“Congress did not intend for these parties to pursue their district court action unfettered while using a membership organization to make challenges at the PTAB…. These membership organizations should be required to fully disclose who they work for and who is funding them.”
A strong and predictable intellectual property system is crucial to protecting and promoting American innovation around the globe. It allows American businesses of any size to compete globally, creating millions of American jobs. Strong intellectual property rights provide a strong foundation for America’s role as the world’s innovation and technological leader, powering our world with the next generation of technology to help kids learn, to connect remote workers, provide better access to healthcare and help make our planet more sustainable. The role of innovation (from vaccines to communication technology, content creation, etc.) has never been more crucial than during the ongoing COVID-19 pandemic. The ability to protect what one creates or invents grows our economy and GDP, generates incentives to continue the innovation process, and makes our country safer and more secure from foreign adversaries.
However, our patent system is under attack from entities that have taken advantage of an unintended loophole in the America Invents Act (AIA) to undermine patents protecting American businesses. The rise of so-called patent membership organizations, which have been allowed to operate for nearly a decade, is wreaking havoc on our IP system. These membership organizations have used the Patent Trial and Appeal Board (PTAB) to file multiple petitions against targeted patents, without being required to disclose their funding or who they work for, including – potentially – foreign adversaries.
This is bad. The PTAB was created with the intention of serving as a faster, cheaper alternative to district court litigation to determine the validity of a patent. Both Big Tech and small inventors can benefit from such a system. However, membership organizations distort the balance away from small inventors. Now, working through these membership organizations, Big Tech can swamp inventors with even greater costs. In addition to bearing the cost of a patent infringement lawsuit, small inventors must now bear the cost of multiple challenges of the same patent in multiple venues by Big Tech and membership organizations, sometimes even before the patent has ever been asserted in court.
Full Disclosure Should Be Required
This is not what Congress intended. The PTAB was created to allow parties who were sued in district court the option to seek relief at the PTAB within one year, with consequences in the district court action for doing so. Congress did not intend for these parties to pursue their district court action unfettered while using a membership organization to make challenges at the PTAB. This would only drive up the costs and increase litigation at the expense of small inventors and innovation generally. These membership organizations should be required to fully disclose who they work for and who is funding them.
The USPTO has taken steps to address this growing problem and recently made some welcome, and frankly long-overdue, changes. In early December, the Board issued a precedential opinion in RPX Corp v. Applications in Internet Time, LLC, outlining a more thorough inquiry and flexible analysis by the Board as to what is considered a real party in interest with respect to membership organizations that will hopefully help to shine more light on the real affiliations of these groups. This comes on the heels of a decision by the Federal Circuit which clearly recognized an issue here when reviewing the record of the relationship between these membership organizations and their activity in filing petitions at the PTAB on behalf of their members, who would otherwise be barred by the one-year limit imposed by Congress to file a petition at the Board. In drafting the AIA, Congress thought a one-year time limit was appropriate to prevent multiple, frivolous attempts against the same patent. Congress could have opted to not include a time limit, but they declined to do so because they recognized the danger to innovation of multiple, unlimited challenges to a patent. This is key, because while Congress thought that establishing the PTAB was important to address concerns about instances of possible poorly-issued patents, its intent was never to create unlimited, coordinated challenges to patents that in the vast majority of cases are examples of significant R&D investment by companies that are now simply viewed as impediments to the profits of Big Tech.

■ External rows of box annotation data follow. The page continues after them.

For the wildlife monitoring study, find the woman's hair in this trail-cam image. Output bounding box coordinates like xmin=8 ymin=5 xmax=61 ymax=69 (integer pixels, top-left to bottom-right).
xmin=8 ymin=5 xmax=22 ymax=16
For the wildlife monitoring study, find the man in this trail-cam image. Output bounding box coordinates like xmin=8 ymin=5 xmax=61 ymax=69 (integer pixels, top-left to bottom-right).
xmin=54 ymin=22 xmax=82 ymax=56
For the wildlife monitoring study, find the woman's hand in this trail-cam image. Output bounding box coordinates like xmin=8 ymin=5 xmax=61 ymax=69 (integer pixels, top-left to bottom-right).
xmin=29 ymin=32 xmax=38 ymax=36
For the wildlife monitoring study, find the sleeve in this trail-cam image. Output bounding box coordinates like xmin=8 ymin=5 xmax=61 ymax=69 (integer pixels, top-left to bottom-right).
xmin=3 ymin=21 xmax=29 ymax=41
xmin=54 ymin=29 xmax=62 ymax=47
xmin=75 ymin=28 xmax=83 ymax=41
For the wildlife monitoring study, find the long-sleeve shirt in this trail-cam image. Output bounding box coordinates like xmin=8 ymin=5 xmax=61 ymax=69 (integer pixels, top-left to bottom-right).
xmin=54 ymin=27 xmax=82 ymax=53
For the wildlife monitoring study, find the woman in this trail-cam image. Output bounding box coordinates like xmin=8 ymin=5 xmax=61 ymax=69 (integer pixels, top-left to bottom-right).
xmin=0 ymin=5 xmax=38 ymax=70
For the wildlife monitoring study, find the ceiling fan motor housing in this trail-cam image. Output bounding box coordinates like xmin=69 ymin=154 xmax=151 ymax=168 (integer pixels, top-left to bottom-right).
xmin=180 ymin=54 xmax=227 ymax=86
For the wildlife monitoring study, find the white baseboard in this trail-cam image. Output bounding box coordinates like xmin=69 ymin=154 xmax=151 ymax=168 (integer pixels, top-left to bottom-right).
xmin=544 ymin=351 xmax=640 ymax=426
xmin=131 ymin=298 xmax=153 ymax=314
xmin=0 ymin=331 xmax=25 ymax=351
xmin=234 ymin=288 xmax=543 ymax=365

Another interesting question to ask is whether these membership organizations have standing to sue in district court on behalf of their members? If not, then why are they allowed to litigate at the PTAB? What’s been clear over the past several years is that these member organizations have been using a loophole in the law to circumvent the intent of Congress to do the bidding of some well-funded Big Tech clients. This strategy, while profitable to a few, has resulted in the undermining of U.S. innovation, American jobs and trust in the patent system, which should be standing as a beacon to the world on the importance and strength of American creativity, R&D, and ingenuity. The best way to achieve that goal, is to provide for more transparency and openness at the PTAB by requiring these membership organizations to fully disclose who they work for and who is funding their efforts.
As a proud former public servant and steward of the patent system for over 30 years, including serving as a former Commissioner for Patents at the USPTO, I have been disheartened to see the ongoing attacks on an agency that has as its sole mission the protection of American creativity, innovation, and prosperity. Patents allow inventors and creators of any economic background, creed, race and gender the ability to compete with more well-funded competitors – both foreign and domestic. Patents foster and protect the American dream. It’s about time Congress and our administrative agencies recognize the value of America’s patent, trademark and copyright systems and preserve and enact further policies to protect them so that we can continue America’s global leadership in technology and innovation. Policymakers in Washington, D.C. must stand up and the fight now to protect American innovation.